A Mexican bank's loan book is a table. Each row is a borrower, an amount, a status. The rows don't know about each other. The borrowers do. They guarantee each other's loans, sit on each other's boards, own pieces of the same companies. This page walks through four risks that are invisible in the table and obvious in the graph.
This is the view a risk analyst opens every morning: 458 loans, a healthy headline NPL, five sectors. Everything an aggregate can tell you is here. What it can't tell you is who is connected to whom.
| loan_id | client | balance | status | score |
|---|---|---|---|---|
| PRE-00313 | CLI-00010 | $87,200 | ACTIVO | 725.8 |
| PRE-00127 | CLI-00011 | $132,511 | ACTIVO | 798.2 |
| PRE-00254 | CLI-00012 | $132,511 | VENCIDO | 649.6 |
| PRE-00087 | CLI-00020 | $50,922 | ACTIVO | 710.1 |
| PRE-00308 | CLI-00021 | $9,200 | ACTIVO | 695.3 |
| ... 453 more rows | ||||
Looks like a healthy portfolio.

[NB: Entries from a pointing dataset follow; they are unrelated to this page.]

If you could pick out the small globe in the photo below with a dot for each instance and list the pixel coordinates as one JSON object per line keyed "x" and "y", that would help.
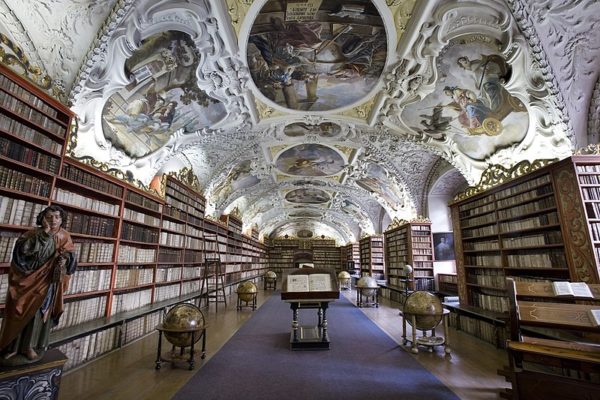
{"x": 270, "y": 276}
{"x": 246, "y": 291}
{"x": 367, "y": 285}
{"x": 343, "y": 275}
{"x": 427, "y": 308}
{"x": 179, "y": 318}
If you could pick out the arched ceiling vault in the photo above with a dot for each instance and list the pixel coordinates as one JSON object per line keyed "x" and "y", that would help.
{"x": 319, "y": 117}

One past-due loan in five shown. Nothing unusual.
Homero has a score of 725 and looks fine. But he guarantees Manuel's loan. Manuel guarantees Cecilia's loan. Cecilia's loan is 45 days past due. Homero's score never saw this coming.
Four questions a loan table cannot answer. Not because SQL is broken. Because the questions are about connections, and a flat table has no language for them.
Homero Aguayo has a bureau score of 725. Well above the threshold. His own loan is current, no past-due days. Every standard metric says he's fine.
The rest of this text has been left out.